These days, you don't need to be an engineer to know what a lithium-ion battery is. Half the country now knows that lithium-ion chemistries played a role in fires aboard Boeing's 787 Dreamliner. The term has been used in newspapers, on television news programs, and on tens of thousands of websites around the world.
So it's probably inevitable that much of the public is now making the connection between Boeing's fires and electric vehicles. And news organizations are helping make that connection.
A recent NBC News story asked whether Boeing's woes would "short-circuit" electric cars. Numerous other news sites have tracked the stock market effects of the debacle on electric vehicle manufacturers.
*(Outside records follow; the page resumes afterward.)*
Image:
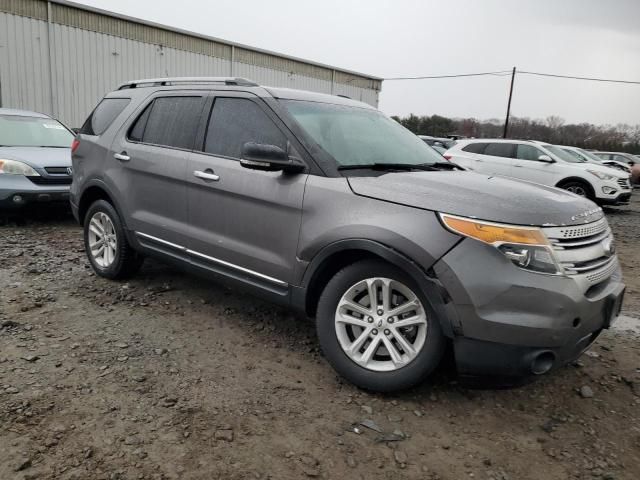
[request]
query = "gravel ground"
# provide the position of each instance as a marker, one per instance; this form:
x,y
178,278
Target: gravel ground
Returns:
x,y
168,376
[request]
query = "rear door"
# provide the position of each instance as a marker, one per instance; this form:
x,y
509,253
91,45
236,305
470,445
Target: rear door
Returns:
x,y
243,222
526,166
498,158
151,155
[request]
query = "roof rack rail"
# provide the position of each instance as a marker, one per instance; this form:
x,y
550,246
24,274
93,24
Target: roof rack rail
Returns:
x,y
169,81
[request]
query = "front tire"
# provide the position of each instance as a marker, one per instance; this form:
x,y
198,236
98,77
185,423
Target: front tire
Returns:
x,y
577,187
106,244
377,329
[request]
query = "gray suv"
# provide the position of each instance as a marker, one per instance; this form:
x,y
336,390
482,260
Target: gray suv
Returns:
x,y
325,205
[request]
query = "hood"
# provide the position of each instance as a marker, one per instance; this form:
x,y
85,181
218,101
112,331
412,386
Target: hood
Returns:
x,y
598,167
469,194
38,157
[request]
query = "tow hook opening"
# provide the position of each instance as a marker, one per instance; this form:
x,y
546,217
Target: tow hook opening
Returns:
x,y
542,362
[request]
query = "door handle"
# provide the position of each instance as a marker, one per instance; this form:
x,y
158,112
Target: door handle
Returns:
x,y
206,175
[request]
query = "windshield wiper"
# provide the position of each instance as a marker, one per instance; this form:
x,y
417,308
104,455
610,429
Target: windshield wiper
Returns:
x,y
447,166
391,166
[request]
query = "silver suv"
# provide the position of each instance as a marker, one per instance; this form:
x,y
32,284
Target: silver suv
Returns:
x,y
326,205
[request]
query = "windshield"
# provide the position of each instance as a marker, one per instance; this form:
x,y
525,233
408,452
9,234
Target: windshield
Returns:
x,y
358,136
563,155
590,155
18,131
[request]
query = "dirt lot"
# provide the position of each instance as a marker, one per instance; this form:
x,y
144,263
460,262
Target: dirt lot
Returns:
x,y
168,376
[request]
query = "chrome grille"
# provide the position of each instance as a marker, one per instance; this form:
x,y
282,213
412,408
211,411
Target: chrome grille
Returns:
x,y
624,183
584,249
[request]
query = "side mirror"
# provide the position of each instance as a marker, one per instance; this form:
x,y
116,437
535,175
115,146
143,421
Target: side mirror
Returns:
x,y
261,156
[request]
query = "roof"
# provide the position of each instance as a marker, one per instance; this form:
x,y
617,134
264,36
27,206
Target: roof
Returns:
x,y
22,113
207,37
293,94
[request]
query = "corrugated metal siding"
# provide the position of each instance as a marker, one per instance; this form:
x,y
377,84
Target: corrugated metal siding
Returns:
x,y
91,54
25,8
25,81
90,64
86,20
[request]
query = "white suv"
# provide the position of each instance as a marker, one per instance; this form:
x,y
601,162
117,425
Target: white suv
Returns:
x,y
545,164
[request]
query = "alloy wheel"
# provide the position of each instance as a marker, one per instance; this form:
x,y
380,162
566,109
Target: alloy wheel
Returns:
x,y
381,324
103,240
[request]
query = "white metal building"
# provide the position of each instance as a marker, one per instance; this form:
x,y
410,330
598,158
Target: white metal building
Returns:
x,y
60,58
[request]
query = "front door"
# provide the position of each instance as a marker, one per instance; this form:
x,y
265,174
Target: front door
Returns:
x,y
243,222
150,164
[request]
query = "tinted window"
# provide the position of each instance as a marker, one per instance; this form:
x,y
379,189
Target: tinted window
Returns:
x,y
475,147
104,115
173,122
137,131
500,150
527,152
235,121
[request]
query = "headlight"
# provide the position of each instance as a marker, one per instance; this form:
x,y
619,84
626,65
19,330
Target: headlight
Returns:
x,y
526,247
13,167
602,176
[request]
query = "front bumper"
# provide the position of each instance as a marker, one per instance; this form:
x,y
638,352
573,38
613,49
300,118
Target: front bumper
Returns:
x,y
17,191
513,323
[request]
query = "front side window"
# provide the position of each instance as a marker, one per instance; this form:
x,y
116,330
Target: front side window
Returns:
x,y
475,148
104,115
500,150
22,131
236,121
527,152
356,136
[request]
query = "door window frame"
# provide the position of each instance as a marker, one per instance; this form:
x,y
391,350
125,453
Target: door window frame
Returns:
x,y
148,103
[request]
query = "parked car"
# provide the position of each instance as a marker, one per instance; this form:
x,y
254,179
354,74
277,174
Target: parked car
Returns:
x,y
631,160
543,163
35,159
327,206
587,156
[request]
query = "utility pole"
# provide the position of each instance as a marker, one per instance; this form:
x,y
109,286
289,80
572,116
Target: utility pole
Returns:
x,y
506,121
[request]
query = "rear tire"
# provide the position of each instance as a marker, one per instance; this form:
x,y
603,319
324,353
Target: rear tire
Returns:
x,y
400,349
582,189
106,243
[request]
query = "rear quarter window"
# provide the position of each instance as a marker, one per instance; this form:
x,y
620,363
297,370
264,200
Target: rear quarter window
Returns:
x,y
104,115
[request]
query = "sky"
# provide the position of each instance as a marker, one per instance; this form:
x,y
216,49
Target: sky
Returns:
x,y
397,38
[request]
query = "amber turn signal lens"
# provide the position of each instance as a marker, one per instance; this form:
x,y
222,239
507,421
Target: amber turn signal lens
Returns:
x,y
494,233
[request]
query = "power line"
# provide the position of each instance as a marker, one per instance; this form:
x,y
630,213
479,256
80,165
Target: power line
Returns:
x,y
592,79
503,73
428,77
And a Chicago Tribune story about imported products even used a graphic depicting burning bread in a toaster with Boeing's name on it. A caption under the photo asked, "...what might be expected of lithium-cobalt oxide batteries?"
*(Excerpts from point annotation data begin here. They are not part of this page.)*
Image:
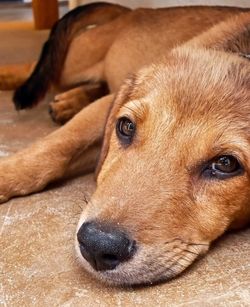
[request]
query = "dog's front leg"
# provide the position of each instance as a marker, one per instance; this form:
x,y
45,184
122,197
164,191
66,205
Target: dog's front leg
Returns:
x,y
48,159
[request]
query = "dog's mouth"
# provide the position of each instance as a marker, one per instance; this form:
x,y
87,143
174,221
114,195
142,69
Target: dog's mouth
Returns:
x,y
117,260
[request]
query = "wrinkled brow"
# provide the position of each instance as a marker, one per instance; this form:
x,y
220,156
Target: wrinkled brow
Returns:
x,y
136,108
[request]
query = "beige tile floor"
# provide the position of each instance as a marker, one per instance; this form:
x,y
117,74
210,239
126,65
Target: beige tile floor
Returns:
x,y
37,263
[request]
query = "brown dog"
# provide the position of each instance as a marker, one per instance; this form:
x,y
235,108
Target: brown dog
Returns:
x,y
173,174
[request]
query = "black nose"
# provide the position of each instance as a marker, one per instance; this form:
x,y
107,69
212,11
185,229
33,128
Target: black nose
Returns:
x,y
104,246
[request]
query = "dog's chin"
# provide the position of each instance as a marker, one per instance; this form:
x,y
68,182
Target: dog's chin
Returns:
x,y
149,265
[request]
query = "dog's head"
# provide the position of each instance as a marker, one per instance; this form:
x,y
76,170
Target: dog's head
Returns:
x,y
174,168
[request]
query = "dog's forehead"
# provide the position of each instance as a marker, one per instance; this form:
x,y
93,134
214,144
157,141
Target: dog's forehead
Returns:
x,y
207,83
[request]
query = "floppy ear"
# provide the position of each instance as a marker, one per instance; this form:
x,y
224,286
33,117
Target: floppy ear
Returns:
x,y
122,97
232,35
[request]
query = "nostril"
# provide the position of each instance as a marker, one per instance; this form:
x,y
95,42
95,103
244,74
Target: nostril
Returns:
x,y
104,247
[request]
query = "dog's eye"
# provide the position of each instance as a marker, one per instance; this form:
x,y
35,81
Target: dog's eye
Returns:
x,y
223,167
125,130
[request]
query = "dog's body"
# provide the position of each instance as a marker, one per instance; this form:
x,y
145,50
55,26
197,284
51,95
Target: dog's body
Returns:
x,y
173,173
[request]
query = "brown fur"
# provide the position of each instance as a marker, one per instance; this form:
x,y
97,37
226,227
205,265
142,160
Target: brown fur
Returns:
x,y
190,104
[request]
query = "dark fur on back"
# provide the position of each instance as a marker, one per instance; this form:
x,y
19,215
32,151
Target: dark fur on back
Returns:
x,y
52,57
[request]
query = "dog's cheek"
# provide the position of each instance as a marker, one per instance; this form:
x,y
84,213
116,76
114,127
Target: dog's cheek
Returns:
x,y
219,204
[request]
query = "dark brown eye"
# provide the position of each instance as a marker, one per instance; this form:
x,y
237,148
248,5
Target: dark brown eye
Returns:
x,y
223,167
125,130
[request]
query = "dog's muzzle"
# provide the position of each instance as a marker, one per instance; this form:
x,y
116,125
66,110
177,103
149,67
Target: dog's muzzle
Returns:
x,y
104,246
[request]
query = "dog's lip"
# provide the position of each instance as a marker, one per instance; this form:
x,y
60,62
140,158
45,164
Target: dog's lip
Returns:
x,y
94,264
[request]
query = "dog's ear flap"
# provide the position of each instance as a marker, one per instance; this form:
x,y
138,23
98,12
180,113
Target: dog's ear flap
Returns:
x,y
122,97
232,35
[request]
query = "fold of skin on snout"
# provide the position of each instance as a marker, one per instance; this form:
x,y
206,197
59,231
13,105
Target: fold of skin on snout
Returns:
x,y
188,111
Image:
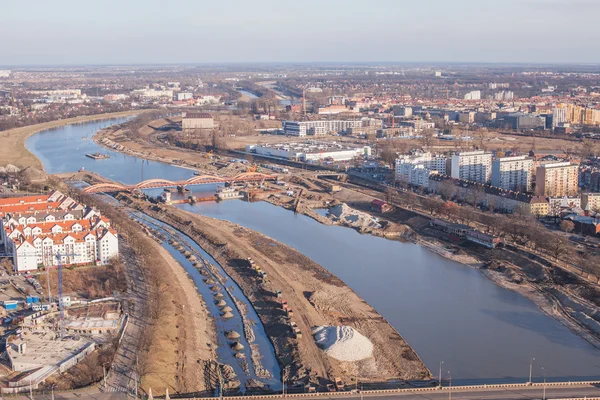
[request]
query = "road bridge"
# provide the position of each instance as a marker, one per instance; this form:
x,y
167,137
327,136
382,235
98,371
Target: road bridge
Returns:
x,y
196,180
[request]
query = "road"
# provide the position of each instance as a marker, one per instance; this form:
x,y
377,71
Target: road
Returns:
x,y
122,377
588,392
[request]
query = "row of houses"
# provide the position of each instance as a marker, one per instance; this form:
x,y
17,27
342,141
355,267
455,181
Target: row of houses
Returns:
x,y
38,230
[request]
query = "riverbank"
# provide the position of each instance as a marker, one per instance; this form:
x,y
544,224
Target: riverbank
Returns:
x,y
177,333
316,297
576,300
13,150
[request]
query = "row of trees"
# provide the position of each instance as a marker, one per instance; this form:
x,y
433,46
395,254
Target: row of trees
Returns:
x,y
526,230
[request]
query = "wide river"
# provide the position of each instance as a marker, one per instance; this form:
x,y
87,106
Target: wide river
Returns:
x,y
445,310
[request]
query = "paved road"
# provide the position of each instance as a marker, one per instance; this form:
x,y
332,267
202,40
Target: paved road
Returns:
x,y
520,393
122,374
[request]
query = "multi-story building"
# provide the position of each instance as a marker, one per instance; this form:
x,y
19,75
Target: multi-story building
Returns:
x,y
519,121
466,117
197,121
303,128
557,179
590,202
310,151
36,230
416,169
558,204
474,95
473,166
559,115
512,173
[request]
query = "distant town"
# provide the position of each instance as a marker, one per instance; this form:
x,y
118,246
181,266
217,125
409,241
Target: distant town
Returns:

Boeing's batteries overheated and burned (left) onboard a 787 (right), but that shouldn't be an indictment of lithium-ion chemistries. (Source: NTSB, left; Boeing, right)
If all of that is beginning to sound like an indictment of lithium-ion batteries, then that's a shame.
Yes, it's true that today's electric cars and plug-in hybrids use lithium-ion batteries. And it's true that lithium-ion is more prone to overheating than, say, lead-acid or nickel-metal hydride chemistries. But the term that too often gets left out of these discussions is "engineering." This is what engineers do. It's what they're good at. They take energy sources and make them do work. And if they do their jobs right, then they do it safely.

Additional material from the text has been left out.